SAN ANTONIO – KSAT Investigates recently showed you just how big a problem vacant structure fires are becoming throughout San Antonio.
The city fire department is responding to more and more every year.
Now, our team is digging into just how many vacant and dangerous structures there are throughout our city and where they are located.
Thousands of vacant, overgrown, or dangerous buildings
This map shows just a small sampling — only 2,000 of the more than 11,000 vacant, overgrown, or dangerous buildings across San Antonio.
“We have a lot of cases that are related to vacant structures,” Michael Shannon said.
Shannon is the director of the Development Services Department.
KSAT Investigates received data on the vacant and dangerous structures through an open records request to Shannon’s department.
The data shows a total of 9,980 vacant or overgrown structures and an additional 1,178 that have been marked as dangerous.
“Vacant structures have a tendency to come out of compliance, become a structural hazard, or if they’re accessible, meaning not secure, and they can become a hazard for people in and around them,” Shannon said.
The list is not comprehensive — it only includes what has been identified so far.
Data by districts
When looking at these numbers, we wanted to identify which districts had the largest amount of vacant or dangerous structures.
By far, Districts 5 and 2 came out on top.
In District 2, DSD has identified 2,092 vacant structures, including homes and commercial buildings.
Some of those fall on the same street, like several of those on Clark Avenue.
District 5 is home to another 2,052 vacant structures.
Both city council leaders know it’s a problem their constituents are worried about.
“We have these horrible inequities where we have the most failing streets; we have the most vacant and unoccupied structures,” Jalen McKee-Rodriguez, the District 2 councilman, said.
“When we look at the vacant structures within our district, many of them are held up within the title clearance process,” Teri Castillo, councilwoman for District 5, said.
McKee-Rodriguez believes the reasoning behind the vacant structures stems from property owners sitting on real estate, allowing it to fall into disarray.
“That’s leading to a host of other problems, including encampments that get set up inside of homes,” McKee-Rodriguez said.
Looking for solutions
Castillo said she’s looking to Houston and a land banking process they’ve implemented to solve this kind of issue.
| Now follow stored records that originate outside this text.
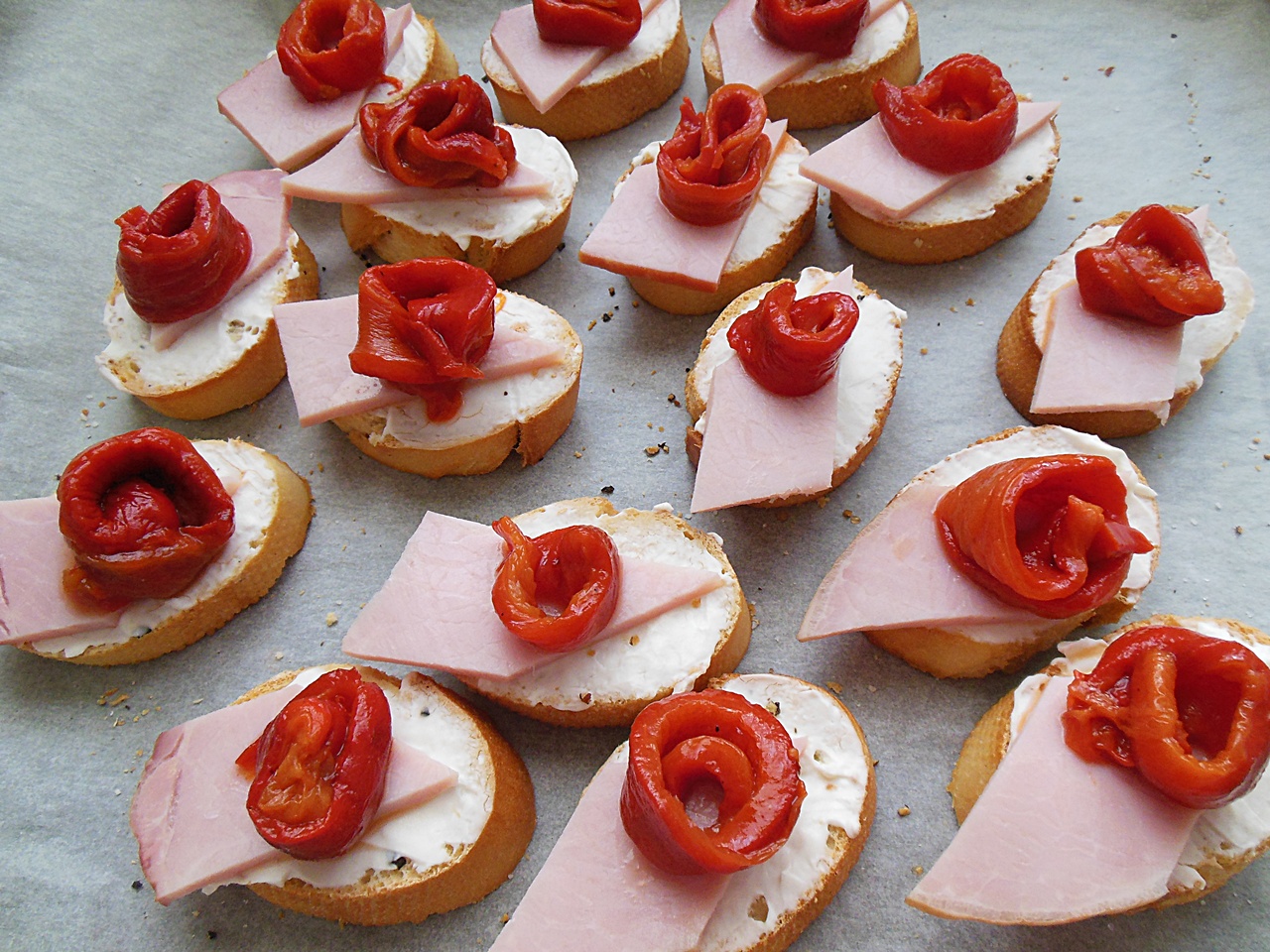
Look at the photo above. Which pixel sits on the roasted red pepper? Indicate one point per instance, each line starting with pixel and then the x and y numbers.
pixel 1153 270
pixel 331 48
pixel 1049 534
pixel 144 515
pixel 612 23
pixel 960 117
pixel 1191 714
pixel 440 135
pixel 425 325
pixel 710 169
pixel 792 347
pixel 711 740
pixel 825 27
pixel 320 766
pixel 557 590
pixel 182 258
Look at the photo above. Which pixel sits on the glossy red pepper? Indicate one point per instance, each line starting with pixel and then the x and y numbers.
pixel 440 135
pixel 1049 534
pixel 331 48
pixel 792 347
pixel 1155 270
pixel 425 325
pixel 686 744
pixel 557 590
pixel 708 171
pixel 182 258
pixel 1189 712
pixel 825 27
pixel 144 515
pixel 320 766
pixel 612 23
pixel 960 117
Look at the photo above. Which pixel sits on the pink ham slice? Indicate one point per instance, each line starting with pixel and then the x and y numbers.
pixel 435 611
pixel 639 238
pixel 190 812
pixel 760 444
pixel 1055 839
pixel 318 336
pixel 865 169
pixel 597 892
pixel 746 55
pixel 545 71
pixel 282 123
pixel 257 200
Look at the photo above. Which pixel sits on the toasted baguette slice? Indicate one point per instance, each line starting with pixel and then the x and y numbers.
pixel 272 511
pixel 507 238
pixel 232 358
pixel 630 82
pixel 612 680
pixel 879 344
pixel 1205 338
pixel 527 413
pixel 1211 853
pixel 834 91
pixel 493 784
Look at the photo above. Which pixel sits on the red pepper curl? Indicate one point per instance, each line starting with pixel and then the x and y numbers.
pixel 320 766
pixel 440 135
pixel 717 739
pixel 708 171
pixel 825 27
pixel 425 325
pixel 182 258
pixel 792 347
pixel 1049 534
pixel 144 515
pixel 1191 714
pixel 557 590
pixel 960 117
pixel 331 48
pixel 612 23
pixel 1153 270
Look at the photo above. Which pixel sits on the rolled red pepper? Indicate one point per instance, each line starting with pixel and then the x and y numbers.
pixel 320 766
pixel 1189 712
pixel 711 739
pixel 425 325
pixel 960 117
pixel 144 515
pixel 612 23
pixel 331 48
pixel 708 171
pixel 440 135
pixel 1049 534
pixel 792 347
pixel 557 590
pixel 1153 270
pixel 825 27
pixel 182 258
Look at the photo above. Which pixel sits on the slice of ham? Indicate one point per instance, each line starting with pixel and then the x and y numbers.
pixel 865 169
pixel 348 173
pixel 190 812
pixel 1053 839
pixel 318 336
pixel 257 200
pixel 436 612
pixel 282 123
pixel 760 444
pixel 746 55
pixel 638 236
pixel 545 71
pixel 597 892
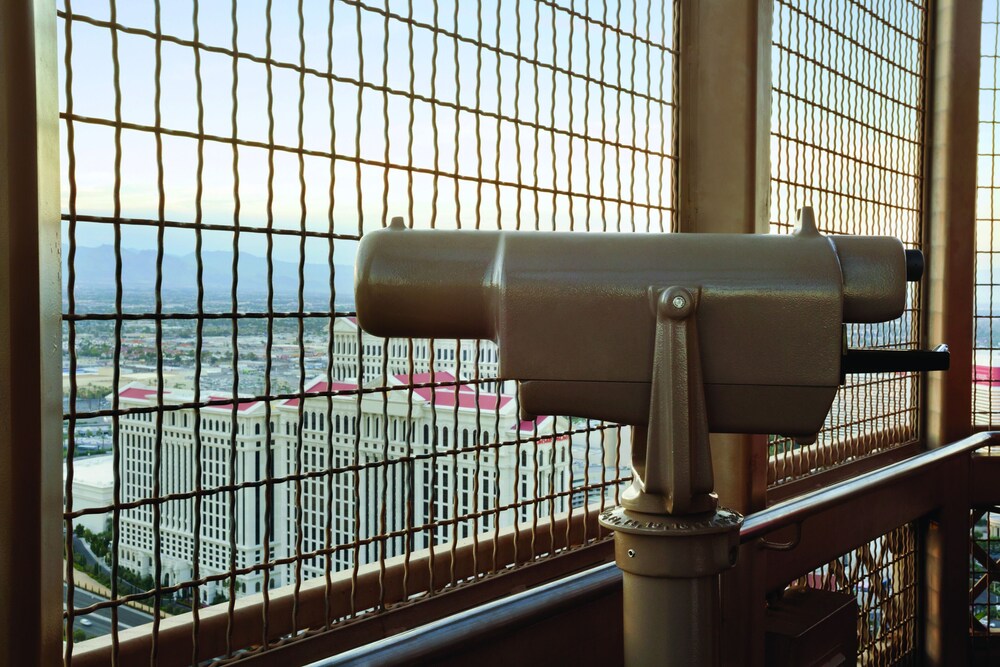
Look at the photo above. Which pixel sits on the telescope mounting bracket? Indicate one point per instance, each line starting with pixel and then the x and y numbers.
pixel 671 459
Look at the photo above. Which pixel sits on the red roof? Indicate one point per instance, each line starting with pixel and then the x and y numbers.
pixel 446 396
pixel 321 387
pixel 241 406
pixel 528 425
“Any properties that have sat vacant for too long, the city acquires that property essentially through the first of right refusal,” Castillo said.
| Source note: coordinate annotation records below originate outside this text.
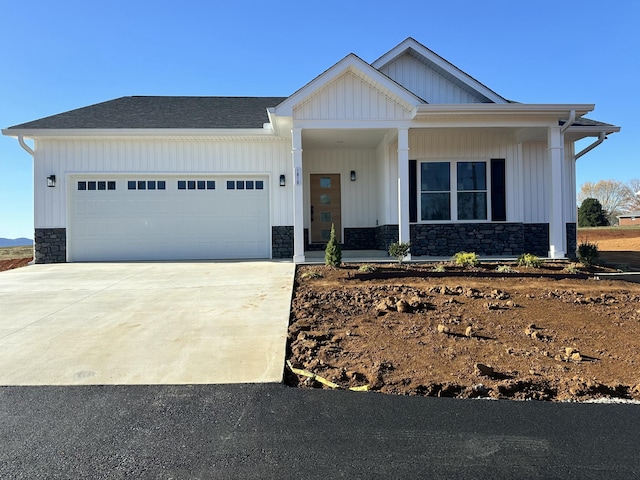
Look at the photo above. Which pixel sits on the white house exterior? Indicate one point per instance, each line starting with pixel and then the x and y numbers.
pixel 407 148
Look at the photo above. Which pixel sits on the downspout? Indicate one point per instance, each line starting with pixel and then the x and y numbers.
pixel 26 147
pixel 602 137
pixel 568 123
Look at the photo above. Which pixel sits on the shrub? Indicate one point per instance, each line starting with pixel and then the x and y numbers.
pixel 587 253
pixel 333 252
pixel 466 259
pixel 591 214
pixel 399 250
pixel 572 268
pixel 529 260
pixel 505 269
pixel 367 268
pixel 312 274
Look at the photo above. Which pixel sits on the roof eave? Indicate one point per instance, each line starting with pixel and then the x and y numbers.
pixel 560 110
pixel 136 132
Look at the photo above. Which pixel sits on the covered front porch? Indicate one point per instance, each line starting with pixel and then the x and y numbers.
pixel 372 185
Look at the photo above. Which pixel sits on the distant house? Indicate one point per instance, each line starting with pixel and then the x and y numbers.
pixel 631 218
pixel 407 148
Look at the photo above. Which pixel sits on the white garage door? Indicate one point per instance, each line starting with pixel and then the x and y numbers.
pixel 168 218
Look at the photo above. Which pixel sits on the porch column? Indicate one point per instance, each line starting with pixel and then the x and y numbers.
pixel 296 180
pixel 404 234
pixel 557 233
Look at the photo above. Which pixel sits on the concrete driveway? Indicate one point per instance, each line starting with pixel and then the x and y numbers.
pixel 144 323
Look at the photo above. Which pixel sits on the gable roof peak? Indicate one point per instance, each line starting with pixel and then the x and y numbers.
pixel 431 59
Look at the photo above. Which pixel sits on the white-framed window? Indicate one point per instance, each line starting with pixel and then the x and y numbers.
pixel 454 191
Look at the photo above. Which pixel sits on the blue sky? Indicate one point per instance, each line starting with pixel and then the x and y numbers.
pixel 62 55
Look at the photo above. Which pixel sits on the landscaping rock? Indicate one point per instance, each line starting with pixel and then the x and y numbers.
pixel 483 370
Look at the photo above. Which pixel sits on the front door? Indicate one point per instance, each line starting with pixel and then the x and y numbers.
pixel 325 207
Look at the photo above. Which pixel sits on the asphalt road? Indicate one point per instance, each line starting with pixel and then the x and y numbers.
pixel 272 431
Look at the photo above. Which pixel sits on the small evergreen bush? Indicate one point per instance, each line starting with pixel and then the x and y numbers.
pixel 312 275
pixel 466 259
pixel 572 268
pixel 529 260
pixel 505 269
pixel 333 252
pixel 399 250
pixel 367 268
pixel 587 253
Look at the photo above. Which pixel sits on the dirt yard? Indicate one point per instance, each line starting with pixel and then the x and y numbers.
pixel 15 257
pixel 541 334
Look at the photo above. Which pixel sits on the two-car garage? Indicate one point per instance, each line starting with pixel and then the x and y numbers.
pixel 168 217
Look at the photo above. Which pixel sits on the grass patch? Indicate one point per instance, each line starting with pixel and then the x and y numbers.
pixel 11 253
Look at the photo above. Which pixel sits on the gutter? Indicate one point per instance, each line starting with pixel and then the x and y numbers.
pixel 602 137
pixel 26 147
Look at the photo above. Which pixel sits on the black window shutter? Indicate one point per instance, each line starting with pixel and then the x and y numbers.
pixel 413 191
pixel 498 190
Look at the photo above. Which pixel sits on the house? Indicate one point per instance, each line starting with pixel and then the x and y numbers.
pixel 407 148
pixel 630 218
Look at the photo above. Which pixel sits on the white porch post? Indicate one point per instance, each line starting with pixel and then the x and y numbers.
pixel 557 228
pixel 403 187
pixel 296 180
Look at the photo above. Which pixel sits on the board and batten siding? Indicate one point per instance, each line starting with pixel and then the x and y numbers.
pixel 536 187
pixel 569 190
pixel 358 199
pixel 350 98
pixel 157 156
pixel 429 85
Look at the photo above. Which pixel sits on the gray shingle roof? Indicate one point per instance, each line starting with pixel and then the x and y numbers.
pixel 163 112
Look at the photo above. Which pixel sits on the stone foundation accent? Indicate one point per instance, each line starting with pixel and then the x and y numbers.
pixel 385 236
pixel 536 239
pixel 444 240
pixel 282 242
pixel 486 239
pixel 50 245
pixel 359 238
pixel 572 240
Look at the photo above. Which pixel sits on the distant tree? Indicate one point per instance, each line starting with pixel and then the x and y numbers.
pixel 614 196
pixel 634 187
pixel 591 214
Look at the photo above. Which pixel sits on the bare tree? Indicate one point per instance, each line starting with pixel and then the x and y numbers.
pixel 634 187
pixel 614 196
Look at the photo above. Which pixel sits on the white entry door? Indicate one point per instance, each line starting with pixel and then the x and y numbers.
pixel 159 217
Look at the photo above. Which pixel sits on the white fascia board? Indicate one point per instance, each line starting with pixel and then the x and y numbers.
pixel 593 129
pixel 139 132
pixel 447 66
pixel 562 111
pixel 349 63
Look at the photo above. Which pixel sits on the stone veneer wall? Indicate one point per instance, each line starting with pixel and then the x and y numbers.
pixel 385 236
pixel 500 239
pixel 572 240
pixel 282 242
pixel 50 245
pixel 359 238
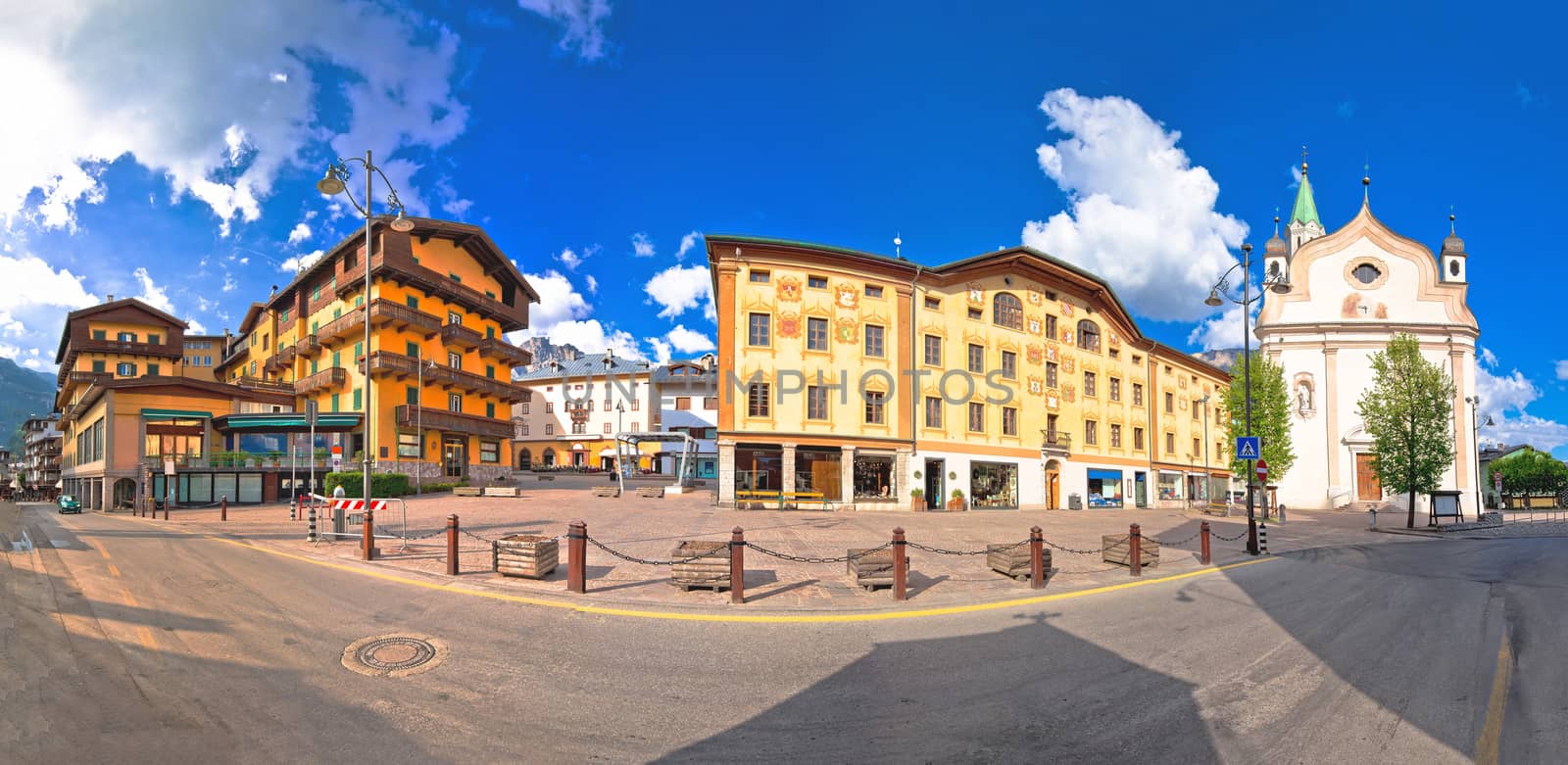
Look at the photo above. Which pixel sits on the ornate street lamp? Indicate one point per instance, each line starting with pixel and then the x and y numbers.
pixel 1280 286
pixel 331 184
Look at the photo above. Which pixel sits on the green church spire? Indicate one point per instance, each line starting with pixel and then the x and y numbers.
pixel 1305 206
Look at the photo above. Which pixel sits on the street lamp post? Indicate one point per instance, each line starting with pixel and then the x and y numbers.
pixel 1280 286
pixel 331 184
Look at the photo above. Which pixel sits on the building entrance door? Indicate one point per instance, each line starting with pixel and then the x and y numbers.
pixel 1368 486
pixel 454 458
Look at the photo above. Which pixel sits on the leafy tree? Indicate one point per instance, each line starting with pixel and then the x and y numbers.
pixel 1270 415
pixel 1408 411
According to the Houston Land Bank website, “We’ve reactivated more than $76 million worth of property, helping to eliminate illegal dumping and abandoned structures while generating millions of dollars in revenue to help improve for our schools and local government services.”
The site explains that over the past 15 years, vacant, abandoned, or damaged properties have been taken in, refurbished, and reused for affordable housing across the city.
Both council members and Shannon believe it’s an issue that will need more hands on deck to solve.
“I think it’s going to take a city, county, state collaborative,” McKee-Rodriguez said.
“It’s probably a combination of not only keeping it secure, which our department does, assuring the safety around it, but encouraging some investment, maybe some land trust, those type of things,” Shannon said.